Affaire C‑169/15
Montis Design BV
contre
Goossens Meubelen BV
(demande de décision préjudicielle, introduite par le Benelux Gerechtshof)
«Renvoi préjudiciel — Propriété industrielle et commerciale — Droit d’auteur et droits voisins — Directive 93/98/CEE — Article 10, paragraphe 2 — Durée de protection — Absence de restauration de la protection par l’effet de la convention de Berne»
Sommaire – Arrêt de la Cour (troisième chambre) du 20 octobre 2016
Rapprochement des législations – Droit d’auteur et droits voisins – Directive 93/98 – Durées de protection – Application aux droits éteints avant le 1er juillet 1995 – Inadmissibilité – Absence de restauration de la protection de ces droits par l’effet de la convention de Berne
(Directive du Conseil 93/98, art. 10, § 2, et 13, § 1)
L’article 10, paragraphe 2, de la directive 93/98, relative à l’harmonisation de la durée de protection du droit d’auteur et de certains droits voisins, lu en combinaison avec l’article 13, paragraphe 1, de celle-ci, doit être interprété en ce sens que les durées de protection prévues par cette directive ne s’appliquent pas à des droits d’auteur sur une œuvre des arts appliqués qui étaient initialement protégés par une législation nationale, mais qui se sont éteints avant le 1er juillet 1995.

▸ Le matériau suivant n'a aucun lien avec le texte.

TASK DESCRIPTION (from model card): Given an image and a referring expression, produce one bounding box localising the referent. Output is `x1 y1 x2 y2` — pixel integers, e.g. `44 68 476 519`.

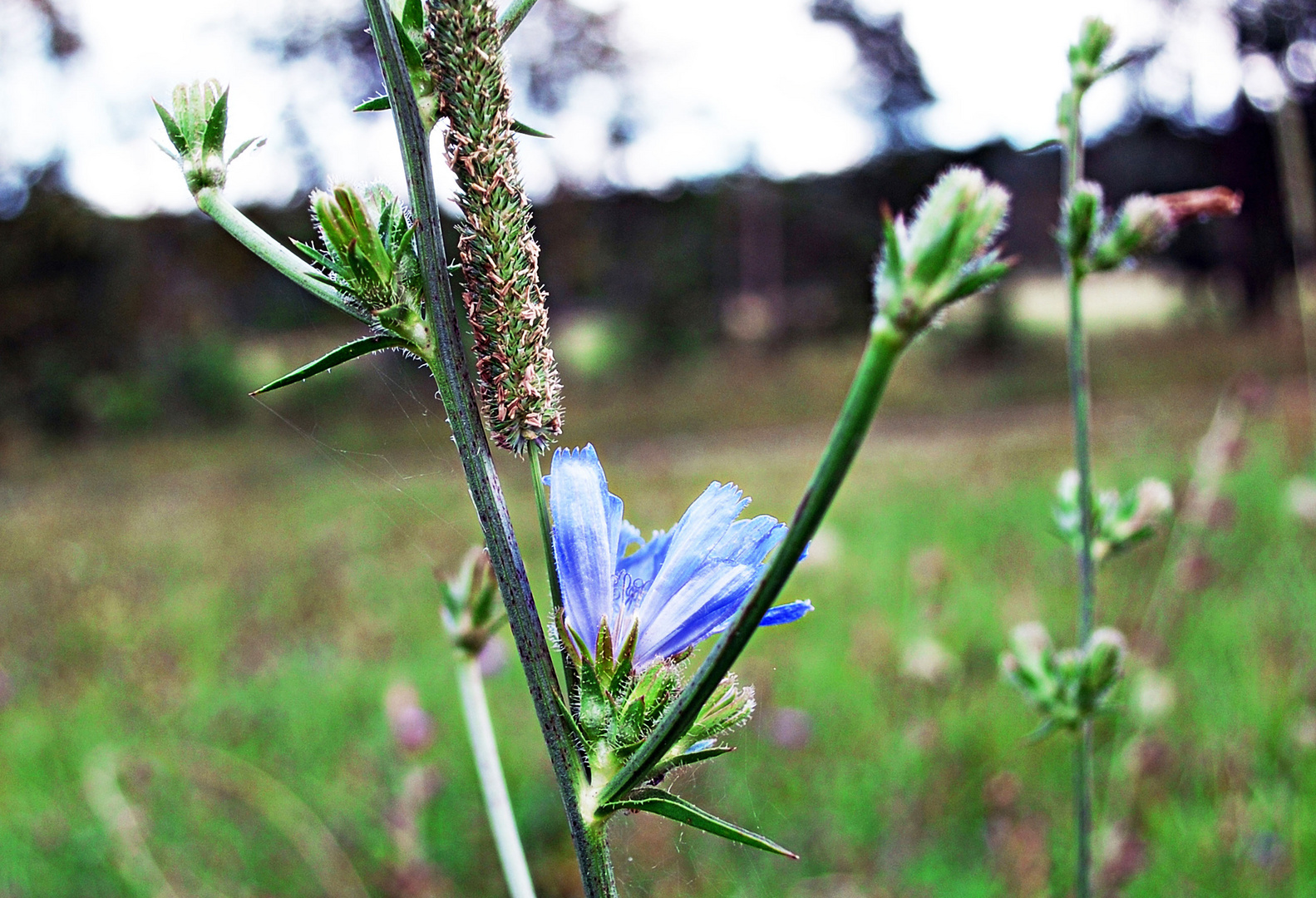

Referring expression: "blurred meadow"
7 0 1316 898
7 316 1316 896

Par conséquent, la directive 93/98 doit être interprétée en ce sens qu’elle ne s’oppose pas à une législation nationale qui, initialement, avait accordé une protection au titre des droits d’auteur à une telle œuvre, mais qui, par la suite a définitivement éteint ces droits, avant le 1er juillet 1995, en raison du fait qu’il n’a pas été satisfait à une exigence formelle.
La circonstance que, apparemment, l’extinction de ces droits d’auteur, antérieure au 1er juillet 1995, n’ait pas été compatible avec l’article 5, paragraphe 2, de la convention de Berne, en vertu duquel la jouissance et l’exercice des droits d’auteur ne sont subordonnés à aucune formalité, n’est pas de nature à remettre en cause cette interprétation de la directive 93/98.
En effet, le législateur de l’Union a fait le choix de viser, par la première condition prévue à l’article 10, paragraphe 2, de la directive 93/98, toutes les œuvres et tous les objets qui, au 1er juillet 1995, sont protégés « dans le cadre de l’application des dispositions nationales relatives au droit d’auteur ou aux droits voisins ». Il s’ensuit que cette disposition n’a ni pour objet ni pour effet de déterminer les conditions dans lesquelles cette protection pouvait s’éteindre avant le 1er juillet 1995, cette question demeurant régie par les législations nationales applicables.
En ce qui concerne la seconde des conditions prévues à l’article 10, paragraphe 2, de la directive 93/98, en vertu de laquelle les durées de protection prévues par cette directive s’appliquent à toutes les œuvres et à tous les objets qui, au 1er juillet 1995, répondent aux critères de protection énoncés dans la directive 92/100, elle ne vise pas les œuvres des arts appliqués telles que celles en cause, celles-ci n’étant pas visées par la directive 92/100, qui, en vertu de son article 2, paragraphe 3, n’englobe pas un droit de location et de prêt à leur égard.
Il apparaît donc qu’aucune des deux conditions alternatives prévues à l’article 10, paragraphe 2, de la directive 93/98 n’est remplie.
Il en découle que la directive 93/98 doit être considérée comme ne s’opposant pas à une législation nationale abrogatoire ne produisant pas d’effets restitutifs et donc, tenant pour définitivement éteints des droits d’auteur sur une œuvre des arts appliqués, en dépit du fait que l’extinction de ces derniers, antérieure au 1er juillet 1995, n’est pas compatible avec l’article 5, paragraphe 2, de la convention de Berne.